Anglo American update on sale of steelmaking coal business

Anglo American notes the statement made by Peabody Energy on 19 August purporting to terminate its November 2024 agreements to acquire Anglo American’s steelmaking coal business in Australia.

Anglo American continues to focus on and make good progress towards the safe restart of Moranbah North and firmly believes that the event that occurred on 31 March 2025 at the mine, which forms part of Anglo American’s steelmaking coal business, does not constitute a Material Adverse Change (“MAC”) under the definitive agreements with Peabody. This belief is reinforced by the lack of damage to the mine or equipment and the clear progress being made within the rigorous and structured regulatory process towards restarting the mine.

Duncan Wanblad, CEO of Anglo American, said: “We are confident in our belief that the event at Moranbah North in March does not constitute a MAC under the sale agreements with Peabody. Our view is supported by the lack of damage to the mine and equipment, as well as the substantial progress made with the regulator, our employees and the unions, and other stakeholders as part of the regulatory process towards a safe restart of the mine. In fact, just in the last week we achieved a further important milestone, with our workforce signing off the risk assessment that underpins the restart strategy. We are therefore very disappointed that Peabody has decided not to complete the transaction.

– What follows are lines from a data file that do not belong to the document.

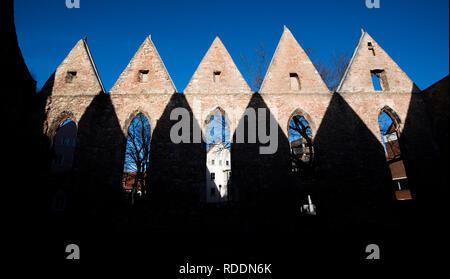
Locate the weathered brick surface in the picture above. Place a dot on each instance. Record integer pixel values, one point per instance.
(358, 78)
(145, 59)
(217, 59)
(290, 58)
(352, 184)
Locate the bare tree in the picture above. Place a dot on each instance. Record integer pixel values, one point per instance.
(217, 130)
(137, 152)
(302, 154)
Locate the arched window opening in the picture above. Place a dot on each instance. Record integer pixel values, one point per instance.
(64, 144)
(137, 154)
(390, 139)
(218, 158)
(302, 150)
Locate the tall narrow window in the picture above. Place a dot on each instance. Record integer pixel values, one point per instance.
(70, 77)
(370, 47)
(62, 148)
(379, 80)
(295, 81)
(143, 75)
(216, 76)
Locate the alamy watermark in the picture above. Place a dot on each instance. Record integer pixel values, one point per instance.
(261, 126)
(370, 4)
(70, 4)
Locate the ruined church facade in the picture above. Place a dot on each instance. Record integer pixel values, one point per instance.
(351, 182)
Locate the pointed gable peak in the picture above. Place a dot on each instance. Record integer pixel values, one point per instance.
(217, 73)
(76, 75)
(291, 70)
(371, 69)
(145, 73)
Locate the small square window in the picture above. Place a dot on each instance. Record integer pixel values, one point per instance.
(295, 81)
(216, 76)
(70, 77)
(143, 75)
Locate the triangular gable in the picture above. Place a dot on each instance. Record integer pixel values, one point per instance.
(370, 59)
(76, 75)
(217, 73)
(145, 73)
(291, 70)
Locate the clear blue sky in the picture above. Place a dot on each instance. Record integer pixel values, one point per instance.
(415, 33)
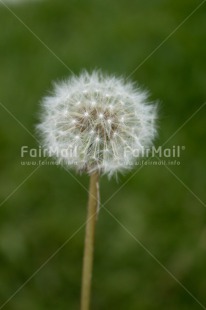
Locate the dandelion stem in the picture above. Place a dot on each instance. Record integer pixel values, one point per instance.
(89, 241)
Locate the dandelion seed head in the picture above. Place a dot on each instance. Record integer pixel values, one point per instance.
(101, 118)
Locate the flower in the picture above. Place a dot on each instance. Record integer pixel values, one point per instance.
(94, 122)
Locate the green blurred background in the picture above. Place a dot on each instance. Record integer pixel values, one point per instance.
(43, 212)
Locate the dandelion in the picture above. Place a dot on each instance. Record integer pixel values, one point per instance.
(103, 120)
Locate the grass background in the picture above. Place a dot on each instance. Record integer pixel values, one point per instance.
(42, 213)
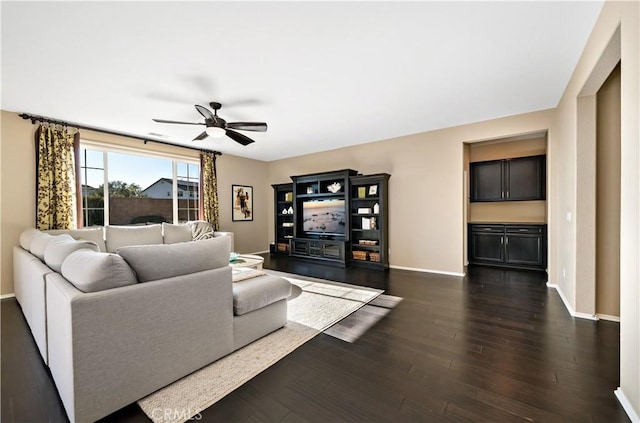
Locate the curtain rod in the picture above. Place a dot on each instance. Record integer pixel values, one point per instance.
(36, 118)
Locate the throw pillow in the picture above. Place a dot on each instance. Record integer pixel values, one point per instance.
(201, 229)
(61, 246)
(122, 236)
(173, 234)
(92, 233)
(92, 271)
(153, 262)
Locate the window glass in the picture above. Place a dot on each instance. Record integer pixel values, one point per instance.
(140, 189)
(188, 176)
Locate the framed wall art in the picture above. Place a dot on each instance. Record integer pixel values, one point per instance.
(242, 203)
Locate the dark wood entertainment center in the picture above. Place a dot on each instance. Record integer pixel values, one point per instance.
(337, 217)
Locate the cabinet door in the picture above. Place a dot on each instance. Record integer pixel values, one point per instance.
(525, 179)
(524, 250)
(486, 247)
(486, 181)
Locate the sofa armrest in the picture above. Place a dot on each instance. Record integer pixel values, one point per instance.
(111, 348)
(229, 234)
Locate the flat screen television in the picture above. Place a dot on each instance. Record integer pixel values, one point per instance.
(324, 217)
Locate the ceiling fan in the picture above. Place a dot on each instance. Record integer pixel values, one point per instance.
(217, 127)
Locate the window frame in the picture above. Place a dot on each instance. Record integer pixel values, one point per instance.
(175, 158)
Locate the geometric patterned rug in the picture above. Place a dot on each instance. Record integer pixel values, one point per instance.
(320, 305)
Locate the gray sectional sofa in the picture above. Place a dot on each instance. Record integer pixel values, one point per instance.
(120, 312)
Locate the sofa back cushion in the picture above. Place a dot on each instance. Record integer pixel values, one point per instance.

“Despite our strongly held view, we believe that it would have been better for all parties to avoid a legal dispute. On that basis we have invested significant effort and shown great flexibility over recent months to find a solution for Peabody, including proposing amended terms and technical options. Following Peabody’s decision not to proceed with the transaction, we continue to focus on the safe restart of Moranbah North and in delivering value from the entirety of our SMC portfolio. We continue to reserve our rights under the definitive agreements, we are confident in our legal position and will shortly initiate an arbitration to seek damages for wrongful termination.”

Duncan Wanblad concluded: “We held a very competitive process to sell this high-quality parcel of steelmaking coal assets in 2024 and the unsolicited inbound interest expressed to us in recent months is testament to the strategic value of these assets and the attractive long-term market fundamentals. We are confident that we will successfully conclude an alternative sales process for value in due course.”